I spoke to him the day following one bad shooting performance in the playoffs and he said, "I know sometimes I take shots I shouldn’t. But I’m not the only one in here who takes bad shots. I just get talked about more than anybody else."
and even a T.O. reference
"The media is trying to ‘T.O.’ me," he said, referencing NFL wide receiver Terrell Owens, a frequent target of blame.
Honestly though, Smith does have a point to a certain extent. He is held responsible for the Hawks success or lack there of because his talent clearly impacts those games as much or more than any of his teammates. When he plays to his strengths he shows how tough of a match up he is for every other team in the league. When he doesn't he leaves fans searching for answers.
Case in point was in the series with Chicago.

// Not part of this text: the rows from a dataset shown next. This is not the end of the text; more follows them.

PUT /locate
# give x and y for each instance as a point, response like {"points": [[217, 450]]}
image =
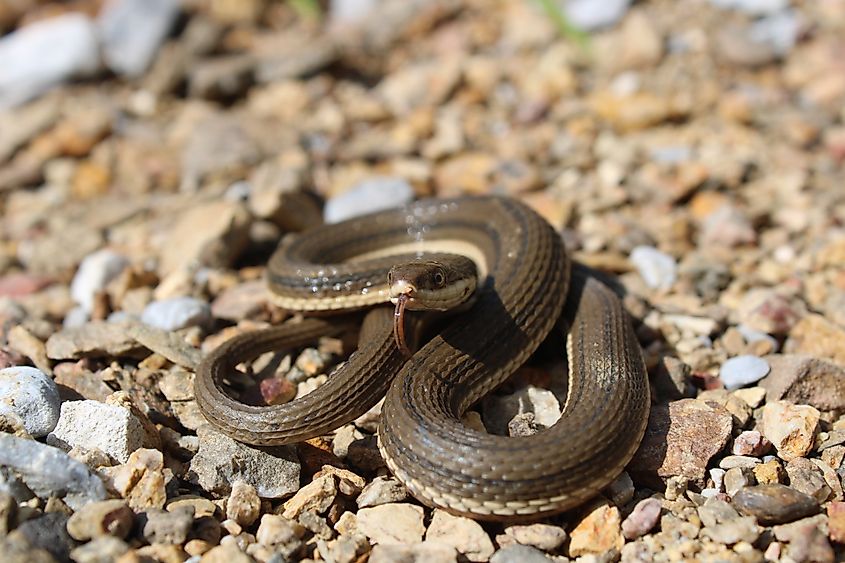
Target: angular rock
{"points": [[111, 429], [273, 471], [31, 395]]}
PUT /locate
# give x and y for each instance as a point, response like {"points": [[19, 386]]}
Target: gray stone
{"points": [[131, 32], [48, 471], [743, 370], [91, 424], [30, 394], [373, 194], [220, 461], [32, 63], [95, 271], [176, 313], [658, 270]]}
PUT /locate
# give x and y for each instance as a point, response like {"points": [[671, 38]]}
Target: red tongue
{"points": [[399, 324]]}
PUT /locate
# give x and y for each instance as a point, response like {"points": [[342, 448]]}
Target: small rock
{"points": [[658, 270], [540, 536], [392, 523], [790, 428], [743, 370], [168, 526], [598, 532], [805, 380], [371, 195], [382, 490], [176, 313], [49, 532], [94, 339], [422, 551], [590, 16], [91, 424], [32, 64], [243, 505], [30, 394], [520, 554], [642, 519], [680, 440], [48, 471], [100, 550], [750, 443], [141, 480], [94, 273], [273, 471], [774, 504], [317, 495], [131, 32], [465, 535], [98, 519]]}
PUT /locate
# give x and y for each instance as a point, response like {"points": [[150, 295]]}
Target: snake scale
{"points": [[527, 291]]}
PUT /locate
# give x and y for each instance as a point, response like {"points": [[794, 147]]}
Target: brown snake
{"points": [[526, 286]]}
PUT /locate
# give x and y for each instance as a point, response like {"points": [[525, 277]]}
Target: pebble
{"points": [[658, 270], [176, 313], [680, 440], [371, 195], [774, 503], [131, 32], [28, 393], [47, 470], [382, 490], [111, 429], [422, 551], [220, 461], [743, 370], [597, 532], [94, 273], [805, 380], [591, 16], [33, 65], [392, 523], [105, 518], [465, 535], [790, 428], [168, 526], [243, 505], [642, 519], [540, 536]]}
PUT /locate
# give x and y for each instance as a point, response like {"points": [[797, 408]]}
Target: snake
{"points": [[528, 291]]}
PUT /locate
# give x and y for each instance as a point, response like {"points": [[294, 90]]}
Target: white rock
{"points": [[658, 270], [95, 271], [132, 31], [392, 523], [752, 7], [176, 313], [374, 194], [46, 53], [465, 535], [743, 370], [30, 394], [590, 14], [92, 424]]}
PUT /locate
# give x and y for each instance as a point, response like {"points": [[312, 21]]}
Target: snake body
{"points": [[527, 288]]}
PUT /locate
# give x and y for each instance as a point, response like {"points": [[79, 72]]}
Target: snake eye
{"points": [[439, 278]]}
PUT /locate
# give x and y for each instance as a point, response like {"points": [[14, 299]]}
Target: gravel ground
{"points": [[148, 148]]}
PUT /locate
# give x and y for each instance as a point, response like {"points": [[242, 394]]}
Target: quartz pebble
{"points": [[111, 429], [176, 313], [658, 270], [743, 370], [29, 394]]}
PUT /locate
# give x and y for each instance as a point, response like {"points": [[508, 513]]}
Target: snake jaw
{"points": [[399, 323]]}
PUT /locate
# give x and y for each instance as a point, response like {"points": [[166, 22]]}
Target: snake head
{"points": [[435, 283]]}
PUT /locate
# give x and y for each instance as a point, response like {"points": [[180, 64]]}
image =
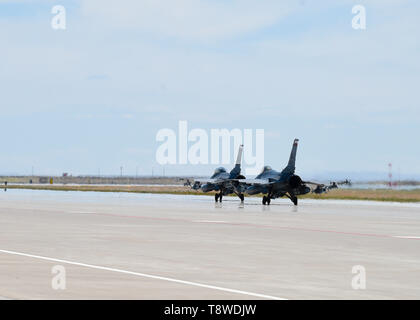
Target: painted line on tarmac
{"points": [[144, 275]]}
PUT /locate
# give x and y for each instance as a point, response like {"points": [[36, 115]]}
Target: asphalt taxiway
{"points": [[151, 246]]}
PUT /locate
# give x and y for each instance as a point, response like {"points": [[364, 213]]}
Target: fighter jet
{"points": [[223, 182], [274, 184]]}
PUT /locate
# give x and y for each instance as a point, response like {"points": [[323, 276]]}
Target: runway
{"points": [[151, 246]]}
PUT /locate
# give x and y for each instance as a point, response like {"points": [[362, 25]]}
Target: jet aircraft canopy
{"points": [[265, 169], [219, 170]]}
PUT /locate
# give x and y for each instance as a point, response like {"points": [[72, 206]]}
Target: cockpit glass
{"points": [[265, 169], [219, 170]]}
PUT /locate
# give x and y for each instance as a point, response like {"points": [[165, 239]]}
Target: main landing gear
{"points": [[266, 200]]}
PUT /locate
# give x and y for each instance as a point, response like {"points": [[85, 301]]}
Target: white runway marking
{"points": [[144, 275], [407, 237]]}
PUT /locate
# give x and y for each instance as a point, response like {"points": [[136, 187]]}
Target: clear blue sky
{"points": [[92, 97]]}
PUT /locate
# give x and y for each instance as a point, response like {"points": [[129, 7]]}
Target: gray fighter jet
{"points": [[274, 184], [224, 182]]}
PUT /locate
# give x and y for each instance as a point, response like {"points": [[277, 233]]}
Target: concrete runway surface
{"points": [[144, 246]]}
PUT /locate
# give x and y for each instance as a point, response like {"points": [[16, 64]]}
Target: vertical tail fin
{"points": [[292, 160], [237, 169]]}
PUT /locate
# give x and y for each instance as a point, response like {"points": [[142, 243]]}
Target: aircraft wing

After much had been made of his shot selection and the futility of his jump shot, Josh took it upon himself to attack the basket more and the result was his best game of the playoffs. The trick is that after seven seasons in the league, it shouldn't take a public flogging from the major media outlets for Smith to realize his strengths and weaknesses. To be fair though I often wonder just how good this Hawks team could be if they weren't constantly their own worst enemy.
Does all of that inconsistency warrant the Hawks to trade him though? Schultz points out the danger in that scenario.
The risk of trading Smith is that he finally turns into that consistent game-changer we’ve envisioned since his rookie season. The downside to not trading him now is if he doesn’t become that soon, his value on the trade market will plummet.
Before this season I was in the Smith probably needed to be moved camp. After paying a little more attention this season to what Smith means defensively I have backed off that somewhat. Many will say package Smith for a center and that makes sense to a certain extent.
My question would be who? What center? Marc Gasol? Andrew Bynum? Someone of that caliber? If an offer like that comes then Atlanta has to listen in my opinion. Just be careful what you wish for. It wouldn't be the first time an Atlanta franchise made a trade that it lived to regret.